War on Want applies for judicial review against Government

19 September 2001

War on Want has begun unprecedented legal proceedings against the government over its 1999 decision to sell gun spares to Morocco for use in the disputed territory of the Western Sahara.

Represented by Stephen Grosz of Bindman and Partners Solicitors, War on Want is seeking a judicial review on the basis that the government has wrongly applied its own rules on arms.

In a Joint Select Committee meeting on January 30, foreign secretary Robin Cook admitted that the spares were destined for specific use in the occupied territory of Western Sahara.

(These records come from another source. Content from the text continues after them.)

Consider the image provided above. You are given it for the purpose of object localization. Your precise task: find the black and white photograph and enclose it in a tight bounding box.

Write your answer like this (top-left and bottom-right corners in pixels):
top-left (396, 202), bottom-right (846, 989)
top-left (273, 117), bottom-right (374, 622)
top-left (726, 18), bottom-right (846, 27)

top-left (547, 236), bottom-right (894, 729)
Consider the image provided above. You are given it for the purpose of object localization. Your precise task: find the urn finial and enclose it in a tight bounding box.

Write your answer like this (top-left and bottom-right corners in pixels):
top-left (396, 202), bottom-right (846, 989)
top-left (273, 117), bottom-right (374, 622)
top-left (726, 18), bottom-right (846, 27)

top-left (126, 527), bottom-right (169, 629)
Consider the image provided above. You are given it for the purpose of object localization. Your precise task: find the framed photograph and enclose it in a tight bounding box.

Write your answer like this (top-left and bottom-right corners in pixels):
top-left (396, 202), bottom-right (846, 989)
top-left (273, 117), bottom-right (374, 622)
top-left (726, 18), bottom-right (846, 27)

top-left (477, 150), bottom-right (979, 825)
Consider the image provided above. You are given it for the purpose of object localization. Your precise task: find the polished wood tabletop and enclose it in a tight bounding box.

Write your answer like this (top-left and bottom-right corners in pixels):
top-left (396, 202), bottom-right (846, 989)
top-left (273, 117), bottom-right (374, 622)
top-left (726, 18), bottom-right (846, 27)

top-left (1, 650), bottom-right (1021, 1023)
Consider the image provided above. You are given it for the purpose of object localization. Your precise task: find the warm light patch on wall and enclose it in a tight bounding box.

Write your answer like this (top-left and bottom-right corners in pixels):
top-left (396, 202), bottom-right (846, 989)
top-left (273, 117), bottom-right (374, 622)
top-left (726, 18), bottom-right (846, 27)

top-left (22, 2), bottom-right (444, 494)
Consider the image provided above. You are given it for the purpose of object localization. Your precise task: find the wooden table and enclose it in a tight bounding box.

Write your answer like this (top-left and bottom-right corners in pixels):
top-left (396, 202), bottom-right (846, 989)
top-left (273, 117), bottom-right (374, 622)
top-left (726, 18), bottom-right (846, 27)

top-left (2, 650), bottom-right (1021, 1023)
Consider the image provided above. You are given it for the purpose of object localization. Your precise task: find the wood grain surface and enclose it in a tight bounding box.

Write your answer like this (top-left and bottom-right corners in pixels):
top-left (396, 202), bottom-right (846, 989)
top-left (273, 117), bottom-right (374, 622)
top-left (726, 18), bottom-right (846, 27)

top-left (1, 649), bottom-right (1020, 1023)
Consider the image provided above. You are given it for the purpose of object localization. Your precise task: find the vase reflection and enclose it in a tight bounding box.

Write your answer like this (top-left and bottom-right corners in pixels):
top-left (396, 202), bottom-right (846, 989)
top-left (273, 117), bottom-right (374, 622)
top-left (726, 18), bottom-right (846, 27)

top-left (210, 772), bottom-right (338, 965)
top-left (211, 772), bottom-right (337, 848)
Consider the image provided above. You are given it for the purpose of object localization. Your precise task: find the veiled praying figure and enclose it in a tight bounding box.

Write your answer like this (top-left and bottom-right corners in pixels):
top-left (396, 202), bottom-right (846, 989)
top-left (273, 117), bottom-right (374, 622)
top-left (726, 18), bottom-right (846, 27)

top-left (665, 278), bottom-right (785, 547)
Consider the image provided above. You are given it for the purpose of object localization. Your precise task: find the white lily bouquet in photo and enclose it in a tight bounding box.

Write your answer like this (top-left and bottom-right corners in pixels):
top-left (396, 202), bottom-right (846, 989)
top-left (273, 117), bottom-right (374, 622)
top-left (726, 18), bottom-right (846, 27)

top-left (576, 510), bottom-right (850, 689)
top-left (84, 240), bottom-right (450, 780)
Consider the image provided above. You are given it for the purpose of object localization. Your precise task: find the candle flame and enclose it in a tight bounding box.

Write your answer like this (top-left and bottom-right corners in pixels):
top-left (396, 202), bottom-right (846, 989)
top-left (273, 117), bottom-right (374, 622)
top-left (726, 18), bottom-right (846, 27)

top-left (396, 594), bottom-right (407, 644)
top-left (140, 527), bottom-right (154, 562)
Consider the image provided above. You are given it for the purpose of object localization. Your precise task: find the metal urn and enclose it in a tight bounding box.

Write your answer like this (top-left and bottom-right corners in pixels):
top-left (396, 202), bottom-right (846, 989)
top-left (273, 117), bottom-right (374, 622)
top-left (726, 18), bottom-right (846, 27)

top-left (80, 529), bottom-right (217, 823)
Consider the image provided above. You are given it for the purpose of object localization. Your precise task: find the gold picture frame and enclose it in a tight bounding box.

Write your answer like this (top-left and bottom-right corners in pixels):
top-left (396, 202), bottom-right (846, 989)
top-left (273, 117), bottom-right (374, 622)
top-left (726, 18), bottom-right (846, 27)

A Foreign Office memo, issued on February 1, clearly states that the spares were destined for heavy guns stationed along the wall, or ‘Berm’, that Morocco built to maintain their occupation of Western Sahara.

However, Foreign Office and European Union guidelines advise that neither guns nor gun spares should be sent to regions where they could be used for internal repression, external aggression, or to stake a territorial claim.

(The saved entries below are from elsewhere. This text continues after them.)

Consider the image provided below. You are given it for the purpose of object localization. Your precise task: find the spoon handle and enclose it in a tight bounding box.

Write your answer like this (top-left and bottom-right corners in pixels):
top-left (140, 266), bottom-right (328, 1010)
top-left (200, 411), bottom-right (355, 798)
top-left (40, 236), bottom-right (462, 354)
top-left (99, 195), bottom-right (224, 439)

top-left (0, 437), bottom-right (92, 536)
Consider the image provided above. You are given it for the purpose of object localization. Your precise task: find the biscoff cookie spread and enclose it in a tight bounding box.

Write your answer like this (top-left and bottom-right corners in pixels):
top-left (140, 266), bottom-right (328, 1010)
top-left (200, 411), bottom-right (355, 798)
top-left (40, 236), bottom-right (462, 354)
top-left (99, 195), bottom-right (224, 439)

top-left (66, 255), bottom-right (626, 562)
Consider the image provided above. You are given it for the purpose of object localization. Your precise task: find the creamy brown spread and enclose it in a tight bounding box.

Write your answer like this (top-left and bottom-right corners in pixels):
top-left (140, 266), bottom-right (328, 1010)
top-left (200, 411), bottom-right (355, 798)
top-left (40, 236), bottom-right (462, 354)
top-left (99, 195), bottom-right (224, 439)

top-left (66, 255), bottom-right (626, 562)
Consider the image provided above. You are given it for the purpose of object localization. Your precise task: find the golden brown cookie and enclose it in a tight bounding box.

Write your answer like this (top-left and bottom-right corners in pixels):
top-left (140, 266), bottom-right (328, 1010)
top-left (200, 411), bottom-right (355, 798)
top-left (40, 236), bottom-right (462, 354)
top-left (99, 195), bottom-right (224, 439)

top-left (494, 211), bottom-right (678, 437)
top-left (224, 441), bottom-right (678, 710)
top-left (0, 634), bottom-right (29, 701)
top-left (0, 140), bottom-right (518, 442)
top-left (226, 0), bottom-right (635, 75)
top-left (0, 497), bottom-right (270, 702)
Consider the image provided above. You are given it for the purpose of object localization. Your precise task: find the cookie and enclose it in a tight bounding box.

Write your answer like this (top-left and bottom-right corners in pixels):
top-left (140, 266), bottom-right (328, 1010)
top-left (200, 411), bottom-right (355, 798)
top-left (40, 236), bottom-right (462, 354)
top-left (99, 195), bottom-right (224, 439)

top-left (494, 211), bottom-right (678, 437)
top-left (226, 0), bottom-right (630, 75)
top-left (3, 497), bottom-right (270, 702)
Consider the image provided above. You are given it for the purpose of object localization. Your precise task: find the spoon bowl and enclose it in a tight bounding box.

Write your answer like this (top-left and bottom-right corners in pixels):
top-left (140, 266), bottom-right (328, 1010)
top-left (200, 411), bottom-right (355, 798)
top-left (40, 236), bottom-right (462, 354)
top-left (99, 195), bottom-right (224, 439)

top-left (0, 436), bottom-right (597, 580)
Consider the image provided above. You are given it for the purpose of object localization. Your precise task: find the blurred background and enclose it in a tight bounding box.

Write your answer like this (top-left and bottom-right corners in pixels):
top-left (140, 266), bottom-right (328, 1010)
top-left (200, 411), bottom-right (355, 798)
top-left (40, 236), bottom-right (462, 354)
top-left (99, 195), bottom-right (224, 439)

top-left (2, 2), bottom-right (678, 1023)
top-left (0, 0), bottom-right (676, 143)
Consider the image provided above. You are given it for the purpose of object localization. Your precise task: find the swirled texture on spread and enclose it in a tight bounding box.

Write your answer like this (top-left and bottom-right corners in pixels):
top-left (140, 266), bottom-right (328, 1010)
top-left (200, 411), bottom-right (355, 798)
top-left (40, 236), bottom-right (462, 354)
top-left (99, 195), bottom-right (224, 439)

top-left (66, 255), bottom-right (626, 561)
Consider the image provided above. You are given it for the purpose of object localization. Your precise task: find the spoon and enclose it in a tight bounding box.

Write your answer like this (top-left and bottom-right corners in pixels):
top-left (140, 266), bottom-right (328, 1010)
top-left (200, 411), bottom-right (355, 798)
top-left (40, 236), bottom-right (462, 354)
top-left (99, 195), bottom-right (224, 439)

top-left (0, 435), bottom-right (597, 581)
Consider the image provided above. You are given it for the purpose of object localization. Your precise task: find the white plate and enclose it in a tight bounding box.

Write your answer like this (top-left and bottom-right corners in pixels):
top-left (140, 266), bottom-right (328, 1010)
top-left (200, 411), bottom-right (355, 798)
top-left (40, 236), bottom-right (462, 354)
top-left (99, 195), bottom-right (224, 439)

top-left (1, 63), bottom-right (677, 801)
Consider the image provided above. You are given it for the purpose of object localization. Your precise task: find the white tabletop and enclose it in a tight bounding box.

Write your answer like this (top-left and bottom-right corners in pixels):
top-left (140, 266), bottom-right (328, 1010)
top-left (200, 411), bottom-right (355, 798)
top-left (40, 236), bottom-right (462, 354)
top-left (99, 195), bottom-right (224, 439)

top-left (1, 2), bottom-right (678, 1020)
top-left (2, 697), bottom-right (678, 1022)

War on Want has worked with the Saharawi people for the past 15 years. The 25-year conflict has prevented 170,000 Saharawi refugees from returning to their homes in Western Sahara, and reduced them to living in abject poverty in makeshift refugee camps over the Algerian border.

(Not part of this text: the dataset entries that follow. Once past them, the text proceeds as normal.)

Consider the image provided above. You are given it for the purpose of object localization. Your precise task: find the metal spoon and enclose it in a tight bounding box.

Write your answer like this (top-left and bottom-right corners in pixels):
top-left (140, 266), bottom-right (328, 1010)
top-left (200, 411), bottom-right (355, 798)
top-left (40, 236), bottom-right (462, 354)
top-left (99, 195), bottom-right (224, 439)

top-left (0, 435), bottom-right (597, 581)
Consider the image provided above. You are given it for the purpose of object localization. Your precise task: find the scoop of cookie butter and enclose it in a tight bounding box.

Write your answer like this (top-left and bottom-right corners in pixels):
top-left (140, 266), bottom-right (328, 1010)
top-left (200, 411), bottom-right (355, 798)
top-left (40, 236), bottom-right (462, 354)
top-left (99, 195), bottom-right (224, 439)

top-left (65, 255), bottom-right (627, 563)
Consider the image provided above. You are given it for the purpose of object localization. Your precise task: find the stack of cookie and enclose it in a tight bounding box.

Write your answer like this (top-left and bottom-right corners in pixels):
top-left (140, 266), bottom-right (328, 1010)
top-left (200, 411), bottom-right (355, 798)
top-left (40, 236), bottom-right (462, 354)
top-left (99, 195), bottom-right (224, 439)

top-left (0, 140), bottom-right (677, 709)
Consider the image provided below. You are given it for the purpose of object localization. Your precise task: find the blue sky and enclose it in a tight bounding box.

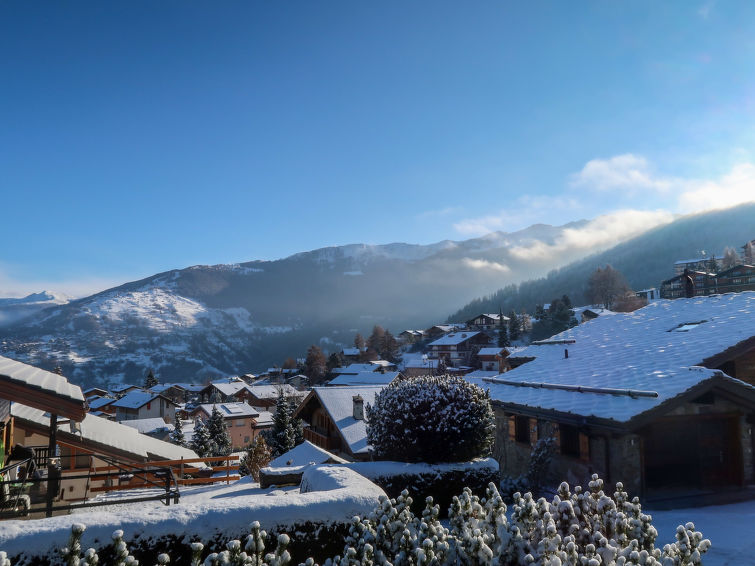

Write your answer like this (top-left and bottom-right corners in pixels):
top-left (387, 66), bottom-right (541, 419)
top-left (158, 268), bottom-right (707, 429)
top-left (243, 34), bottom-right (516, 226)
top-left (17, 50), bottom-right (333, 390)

top-left (2, 1), bottom-right (754, 296)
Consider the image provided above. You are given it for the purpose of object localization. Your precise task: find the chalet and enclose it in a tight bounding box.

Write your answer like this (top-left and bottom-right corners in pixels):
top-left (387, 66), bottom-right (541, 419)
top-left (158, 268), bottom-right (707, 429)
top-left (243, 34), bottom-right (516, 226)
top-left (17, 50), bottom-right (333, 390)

top-left (476, 347), bottom-right (507, 372)
top-left (398, 330), bottom-right (425, 344)
top-left (191, 402), bottom-right (272, 449)
top-left (401, 356), bottom-right (436, 378)
top-left (328, 371), bottom-right (400, 386)
top-left (634, 288), bottom-right (659, 302)
top-left (200, 378), bottom-right (250, 403)
top-left (86, 395), bottom-right (117, 416)
top-left (466, 313), bottom-right (508, 331)
top-left (12, 404), bottom-right (196, 503)
top-left (332, 363), bottom-right (381, 375)
top-left (148, 383), bottom-right (204, 404)
top-left (660, 270), bottom-right (717, 299)
top-left (468, 292), bottom-right (755, 499)
top-left (341, 347), bottom-right (365, 362)
top-left (110, 384), bottom-right (141, 397)
top-left (715, 264), bottom-right (755, 294)
top-left (425, 325), bottom-right (458, 339)
top-left (245, 384), bottom-right (303, 409)
top-left (294, 386), bottom-right (384, 460)
top-left (427, 331), bottom-right (489, 366)
top-left (82, 387), bottom-right (108, 399)
top-left (111, 391), bottom-right (177, 423)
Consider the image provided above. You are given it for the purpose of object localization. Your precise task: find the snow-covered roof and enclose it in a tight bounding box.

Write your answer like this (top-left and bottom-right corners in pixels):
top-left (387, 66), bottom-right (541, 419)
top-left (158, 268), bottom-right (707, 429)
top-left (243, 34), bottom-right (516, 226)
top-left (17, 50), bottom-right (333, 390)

War on Want Senior Campaigner, Steve Tibbett, said, "The government has spectacularly failed to apply its own guidelines properly, with potentially deadly consequences. We cannot let this kind of thing happen again. The 170,000 people who live in horrendous conditions on the edge of the Sahara are in effect hostages to British weapons. We know that, without a free and fair referendum, any ceasefire is unlikely to be permanent."

"It is shameful that refurbishment of these guns has been sanctioned for use on what is the frontline of a twenty-five year long dispute over the territory. The key question that needs addressing is: why has the government allowed itself to break its own rules?"



War on Want has worked with the Saharawi people for 15 years. Western Sahara was occupied by Morocco in 1975, and the UN brokered a ceasefire between the two countries in 1991. The 170,000 Saharawis live in makeshift refugee camps in Algeria and have been awaiting a UN sponsored referendum on self-determination since 1991.